Once again I was reminded of one of the main advantages of a communal workshop like Makespace: when I asked Alaric, one of the regular members, about where we keep the right tools he not only pointed me in the right direction, he also explained how to tap a small M3 hole like this reliably. So 5 minutes after starting, I’d taken one of the failed prints, drilled a hole of the correct size (2.8mm for a 3mm screw) tapped it, and fitted it to a pot where it remained absolutely tight. It was very much a Matrix style "I know kung-fu" moment - going from ignorance to perfectly executed in a few minutes thanks to Alaric's guidance!
I then redid the switch on the offset with a tapped hole, fitted it with a grub screw, and it’s wonderfully secure: no more slipping when it reaches the ends of its range and you try to force it further. Very happy that I’ve learned this new skill, and that my 3D printed controls now are just as secure as they are nice to use.
Jason applied the same knowledge to the clock case, tapping the screw holes in the olive wood. Given we knew it was somewhat brittle from how it reacted when we milled it out, we felt gently tapping the holes would be easier on the wood than trying to use self tapping screws.
I’m still a little unhappy with the tuning stability on the prototype offset’s dynamic vibrato. I posted on instagram asking for advice and got a few suggestions from the kind folk there: you need at least 11 gauge strings for it to have enough tension; ensure the strings aren’t sticking in the nut by lubricating it; lubricate the posts on the vibrato; tighten the springs in the vibrato. I’m working my way through this list going from easiest to do through to more destructive (adjusting the springs will not be a nice job given how they’re bent over when fitted). But shortage of time meant I only got as far as fitting some gauge 11 strings, so I hope to revisit this in the coming days.
A lot of people tell me that the Mustang style dynamic vibrato just isn’t that stable, and that may indeed be the case, but if I’m going to sell this guitar to someone I want to know it’s setup as best it can be, so definitely want to keep at this until I know I’ve got it as good as possible. If you have any advice on setting up this style of guitar please do drop me a line!
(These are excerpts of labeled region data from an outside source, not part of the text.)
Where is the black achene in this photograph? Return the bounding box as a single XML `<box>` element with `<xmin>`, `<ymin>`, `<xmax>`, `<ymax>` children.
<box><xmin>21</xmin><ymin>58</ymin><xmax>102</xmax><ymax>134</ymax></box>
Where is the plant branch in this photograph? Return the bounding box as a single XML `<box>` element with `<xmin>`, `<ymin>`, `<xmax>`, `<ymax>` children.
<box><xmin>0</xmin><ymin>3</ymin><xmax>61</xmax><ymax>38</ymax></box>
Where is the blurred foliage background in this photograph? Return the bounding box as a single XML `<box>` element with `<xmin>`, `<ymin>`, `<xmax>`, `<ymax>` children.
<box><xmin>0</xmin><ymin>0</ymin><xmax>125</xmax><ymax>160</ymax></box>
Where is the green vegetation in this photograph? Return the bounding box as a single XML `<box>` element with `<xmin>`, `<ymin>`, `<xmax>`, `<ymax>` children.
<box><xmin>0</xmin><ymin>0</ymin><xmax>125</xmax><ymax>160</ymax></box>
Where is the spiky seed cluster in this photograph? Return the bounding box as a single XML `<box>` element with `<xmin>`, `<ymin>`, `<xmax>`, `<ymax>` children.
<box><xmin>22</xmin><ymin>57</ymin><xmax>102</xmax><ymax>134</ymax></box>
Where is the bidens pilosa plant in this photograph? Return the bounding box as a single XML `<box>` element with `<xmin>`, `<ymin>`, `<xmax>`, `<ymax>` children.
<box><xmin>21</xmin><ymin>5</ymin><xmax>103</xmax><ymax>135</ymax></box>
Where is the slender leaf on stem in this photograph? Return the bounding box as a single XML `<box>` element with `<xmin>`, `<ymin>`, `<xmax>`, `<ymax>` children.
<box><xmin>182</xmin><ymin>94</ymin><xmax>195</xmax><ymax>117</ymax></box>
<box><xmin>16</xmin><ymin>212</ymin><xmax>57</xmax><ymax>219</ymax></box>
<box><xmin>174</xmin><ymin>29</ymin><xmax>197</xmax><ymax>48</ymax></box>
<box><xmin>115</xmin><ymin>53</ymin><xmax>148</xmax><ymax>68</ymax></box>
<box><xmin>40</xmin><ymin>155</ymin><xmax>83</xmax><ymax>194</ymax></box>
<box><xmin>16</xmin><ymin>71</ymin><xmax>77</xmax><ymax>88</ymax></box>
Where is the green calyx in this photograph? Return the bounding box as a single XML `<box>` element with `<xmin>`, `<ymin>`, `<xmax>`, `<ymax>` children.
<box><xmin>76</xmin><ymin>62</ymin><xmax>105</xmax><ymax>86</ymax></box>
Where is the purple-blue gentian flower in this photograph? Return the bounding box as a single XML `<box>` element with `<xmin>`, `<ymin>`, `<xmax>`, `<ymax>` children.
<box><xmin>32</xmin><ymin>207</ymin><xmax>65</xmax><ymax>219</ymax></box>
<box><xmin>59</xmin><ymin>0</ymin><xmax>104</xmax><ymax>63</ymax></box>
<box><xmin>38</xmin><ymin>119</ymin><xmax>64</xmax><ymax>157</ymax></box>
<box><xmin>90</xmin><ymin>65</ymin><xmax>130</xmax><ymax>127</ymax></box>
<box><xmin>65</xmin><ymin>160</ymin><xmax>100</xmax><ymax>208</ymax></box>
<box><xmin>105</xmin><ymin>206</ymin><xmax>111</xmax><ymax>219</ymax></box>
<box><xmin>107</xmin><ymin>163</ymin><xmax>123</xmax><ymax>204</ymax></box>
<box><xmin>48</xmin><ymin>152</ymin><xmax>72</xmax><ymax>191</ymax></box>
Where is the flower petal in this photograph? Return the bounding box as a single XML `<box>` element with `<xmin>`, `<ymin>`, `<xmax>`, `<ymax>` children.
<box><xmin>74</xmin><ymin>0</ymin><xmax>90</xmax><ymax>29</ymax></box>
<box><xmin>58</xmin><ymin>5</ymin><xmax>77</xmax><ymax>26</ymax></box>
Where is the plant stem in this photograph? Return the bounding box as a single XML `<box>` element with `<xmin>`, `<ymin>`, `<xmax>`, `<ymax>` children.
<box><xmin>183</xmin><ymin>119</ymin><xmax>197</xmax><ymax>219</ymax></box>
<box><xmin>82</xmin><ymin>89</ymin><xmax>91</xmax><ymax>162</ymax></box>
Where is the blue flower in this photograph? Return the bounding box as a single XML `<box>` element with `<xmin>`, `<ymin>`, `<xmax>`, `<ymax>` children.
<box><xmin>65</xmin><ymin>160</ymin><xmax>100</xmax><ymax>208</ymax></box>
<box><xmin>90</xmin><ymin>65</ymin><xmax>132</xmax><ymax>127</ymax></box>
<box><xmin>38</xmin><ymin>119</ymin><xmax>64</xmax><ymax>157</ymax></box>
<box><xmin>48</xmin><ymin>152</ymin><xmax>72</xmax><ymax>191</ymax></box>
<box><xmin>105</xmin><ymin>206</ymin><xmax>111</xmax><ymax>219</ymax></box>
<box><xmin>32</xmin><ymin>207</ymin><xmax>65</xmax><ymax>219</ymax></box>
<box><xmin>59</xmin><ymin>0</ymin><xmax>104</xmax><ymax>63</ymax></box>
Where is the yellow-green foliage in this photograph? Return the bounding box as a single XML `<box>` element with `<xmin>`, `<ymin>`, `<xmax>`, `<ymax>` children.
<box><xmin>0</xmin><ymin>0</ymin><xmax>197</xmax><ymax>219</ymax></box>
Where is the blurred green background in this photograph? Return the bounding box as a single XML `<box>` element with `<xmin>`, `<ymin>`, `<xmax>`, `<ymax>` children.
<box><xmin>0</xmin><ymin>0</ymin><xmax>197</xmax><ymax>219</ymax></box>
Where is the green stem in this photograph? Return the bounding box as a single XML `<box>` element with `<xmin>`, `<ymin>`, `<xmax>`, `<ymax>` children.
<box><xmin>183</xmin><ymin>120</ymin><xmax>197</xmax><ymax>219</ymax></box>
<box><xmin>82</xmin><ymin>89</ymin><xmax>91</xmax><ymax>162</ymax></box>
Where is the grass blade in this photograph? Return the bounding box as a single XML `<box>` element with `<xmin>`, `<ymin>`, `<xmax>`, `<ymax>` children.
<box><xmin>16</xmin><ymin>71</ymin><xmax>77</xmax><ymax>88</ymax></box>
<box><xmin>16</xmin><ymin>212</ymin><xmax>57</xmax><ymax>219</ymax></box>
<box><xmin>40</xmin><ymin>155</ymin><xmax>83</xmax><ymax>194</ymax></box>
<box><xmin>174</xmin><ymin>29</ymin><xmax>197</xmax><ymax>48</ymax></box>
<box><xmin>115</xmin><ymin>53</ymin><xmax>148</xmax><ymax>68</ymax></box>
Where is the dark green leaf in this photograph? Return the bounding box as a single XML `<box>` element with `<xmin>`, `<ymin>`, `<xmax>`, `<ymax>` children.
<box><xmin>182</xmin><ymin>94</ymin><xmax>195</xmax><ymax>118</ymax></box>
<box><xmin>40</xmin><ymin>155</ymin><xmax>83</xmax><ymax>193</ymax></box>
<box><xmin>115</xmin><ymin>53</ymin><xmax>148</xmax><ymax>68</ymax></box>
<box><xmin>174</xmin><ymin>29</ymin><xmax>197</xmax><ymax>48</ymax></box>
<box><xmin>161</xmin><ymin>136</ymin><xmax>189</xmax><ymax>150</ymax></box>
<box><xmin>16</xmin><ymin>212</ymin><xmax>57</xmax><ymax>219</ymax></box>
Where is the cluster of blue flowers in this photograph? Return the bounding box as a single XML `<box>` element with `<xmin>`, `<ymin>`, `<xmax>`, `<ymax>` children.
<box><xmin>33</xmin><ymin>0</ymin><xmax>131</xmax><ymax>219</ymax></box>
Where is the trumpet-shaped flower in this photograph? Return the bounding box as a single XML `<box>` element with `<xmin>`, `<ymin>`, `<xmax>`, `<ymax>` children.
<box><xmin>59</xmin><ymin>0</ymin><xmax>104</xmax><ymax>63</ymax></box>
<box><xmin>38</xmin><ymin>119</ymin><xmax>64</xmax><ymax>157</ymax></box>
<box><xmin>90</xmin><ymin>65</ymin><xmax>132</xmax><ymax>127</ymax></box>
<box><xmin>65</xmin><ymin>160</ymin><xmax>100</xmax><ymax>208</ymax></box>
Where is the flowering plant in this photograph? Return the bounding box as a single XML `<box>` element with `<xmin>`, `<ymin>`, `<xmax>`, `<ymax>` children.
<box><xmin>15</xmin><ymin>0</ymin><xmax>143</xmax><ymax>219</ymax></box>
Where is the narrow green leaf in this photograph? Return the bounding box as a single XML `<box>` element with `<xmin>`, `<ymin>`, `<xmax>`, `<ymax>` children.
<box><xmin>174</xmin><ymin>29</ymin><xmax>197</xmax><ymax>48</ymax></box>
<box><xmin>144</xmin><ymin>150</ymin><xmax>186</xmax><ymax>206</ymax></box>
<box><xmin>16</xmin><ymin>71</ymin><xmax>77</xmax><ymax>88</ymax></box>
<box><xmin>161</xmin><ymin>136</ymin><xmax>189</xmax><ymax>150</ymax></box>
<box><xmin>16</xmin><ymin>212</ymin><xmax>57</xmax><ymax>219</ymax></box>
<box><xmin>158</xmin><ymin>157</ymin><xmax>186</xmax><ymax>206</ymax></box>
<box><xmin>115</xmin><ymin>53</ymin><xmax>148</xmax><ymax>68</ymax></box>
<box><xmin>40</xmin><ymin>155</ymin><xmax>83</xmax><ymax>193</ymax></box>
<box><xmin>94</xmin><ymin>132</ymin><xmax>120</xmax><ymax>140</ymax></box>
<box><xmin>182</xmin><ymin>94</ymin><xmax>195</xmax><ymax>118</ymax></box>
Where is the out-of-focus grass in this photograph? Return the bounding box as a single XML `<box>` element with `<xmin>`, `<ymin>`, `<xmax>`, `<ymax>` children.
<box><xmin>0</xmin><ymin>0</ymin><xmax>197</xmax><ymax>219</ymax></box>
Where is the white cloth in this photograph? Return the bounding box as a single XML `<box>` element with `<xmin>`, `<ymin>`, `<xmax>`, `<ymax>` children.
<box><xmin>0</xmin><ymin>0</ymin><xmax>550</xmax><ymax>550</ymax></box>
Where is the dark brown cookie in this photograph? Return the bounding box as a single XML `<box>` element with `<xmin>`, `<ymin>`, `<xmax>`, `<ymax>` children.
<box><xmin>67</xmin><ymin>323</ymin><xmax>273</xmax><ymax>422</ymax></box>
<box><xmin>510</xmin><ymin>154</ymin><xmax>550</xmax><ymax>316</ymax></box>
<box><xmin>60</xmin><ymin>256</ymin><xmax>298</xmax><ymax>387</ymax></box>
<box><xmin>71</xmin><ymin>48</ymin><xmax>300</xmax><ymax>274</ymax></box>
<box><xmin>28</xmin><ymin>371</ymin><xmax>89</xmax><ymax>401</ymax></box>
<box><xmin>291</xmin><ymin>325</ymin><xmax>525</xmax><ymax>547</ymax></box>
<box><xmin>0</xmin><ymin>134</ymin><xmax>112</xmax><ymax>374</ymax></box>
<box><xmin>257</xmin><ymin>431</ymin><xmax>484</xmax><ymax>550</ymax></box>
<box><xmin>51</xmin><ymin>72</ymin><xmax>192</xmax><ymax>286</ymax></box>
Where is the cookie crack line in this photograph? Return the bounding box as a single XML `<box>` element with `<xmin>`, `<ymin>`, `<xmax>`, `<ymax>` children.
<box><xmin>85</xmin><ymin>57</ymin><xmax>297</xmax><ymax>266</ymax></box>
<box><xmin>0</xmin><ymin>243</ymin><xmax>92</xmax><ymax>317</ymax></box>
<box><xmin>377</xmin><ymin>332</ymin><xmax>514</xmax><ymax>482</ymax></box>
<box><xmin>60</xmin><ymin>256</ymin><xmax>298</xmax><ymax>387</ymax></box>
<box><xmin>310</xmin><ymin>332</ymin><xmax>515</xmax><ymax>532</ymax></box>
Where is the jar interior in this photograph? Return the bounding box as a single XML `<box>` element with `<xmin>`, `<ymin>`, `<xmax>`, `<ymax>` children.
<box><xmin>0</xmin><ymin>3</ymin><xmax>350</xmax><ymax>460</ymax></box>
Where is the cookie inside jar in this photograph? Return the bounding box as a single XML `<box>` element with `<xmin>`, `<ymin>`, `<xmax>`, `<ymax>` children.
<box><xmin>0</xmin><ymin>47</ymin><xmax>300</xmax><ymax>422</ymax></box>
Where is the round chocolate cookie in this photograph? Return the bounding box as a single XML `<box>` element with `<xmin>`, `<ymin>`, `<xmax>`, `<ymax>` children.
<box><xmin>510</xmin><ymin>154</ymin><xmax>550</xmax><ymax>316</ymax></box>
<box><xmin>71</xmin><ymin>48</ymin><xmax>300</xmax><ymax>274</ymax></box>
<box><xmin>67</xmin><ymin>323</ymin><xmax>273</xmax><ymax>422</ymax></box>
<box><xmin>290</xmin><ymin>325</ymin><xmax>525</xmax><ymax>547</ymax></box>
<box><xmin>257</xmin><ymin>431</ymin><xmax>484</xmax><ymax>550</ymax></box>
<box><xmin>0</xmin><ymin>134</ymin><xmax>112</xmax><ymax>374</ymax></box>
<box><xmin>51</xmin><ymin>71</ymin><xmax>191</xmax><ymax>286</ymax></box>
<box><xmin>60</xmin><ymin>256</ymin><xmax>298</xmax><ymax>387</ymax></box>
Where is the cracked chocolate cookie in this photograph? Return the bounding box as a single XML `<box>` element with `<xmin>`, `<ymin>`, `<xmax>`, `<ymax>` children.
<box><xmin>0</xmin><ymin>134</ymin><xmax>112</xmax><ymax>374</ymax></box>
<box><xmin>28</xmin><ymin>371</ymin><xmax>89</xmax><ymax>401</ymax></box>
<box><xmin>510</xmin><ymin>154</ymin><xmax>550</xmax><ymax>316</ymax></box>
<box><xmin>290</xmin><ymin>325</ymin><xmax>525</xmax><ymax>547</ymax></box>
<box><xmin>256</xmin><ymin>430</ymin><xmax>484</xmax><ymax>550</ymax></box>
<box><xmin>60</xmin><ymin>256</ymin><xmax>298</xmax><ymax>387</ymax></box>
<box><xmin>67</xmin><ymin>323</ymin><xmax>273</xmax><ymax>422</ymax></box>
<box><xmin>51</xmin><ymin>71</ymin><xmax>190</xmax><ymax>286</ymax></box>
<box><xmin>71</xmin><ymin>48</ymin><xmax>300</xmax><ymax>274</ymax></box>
The recovered offset body got close to finished this week when I completed the shaping that the CNC router didn’t do: I used a hand router to curve over the edges, and then using a rasp I got my monthly exercise allowance by hand carving the comfort carves on the body: the arm carve on the top and the belly carve on the bottom.
It’s a lot of effort to do this by hand, but it’s actually much easier in terms of accuracy than one might think when using such a brutal tool. I use regularly spaced pencil markings to guide me, which I refresh through out the process to ensure I almost always have some visual reference as to what I'm doing, but beyond that it’s just going slowly. This body is now done bar final sanding to remove machine marks and getting it ready to stain and oil. Having got this far, I’m now confident to cut out the delayed commission by hand rather than using the CNC router at all, which will be my first body made without using the CNC router at all. A bit of a backward step, but I’m eager to get these guitars moving and not hanging over me.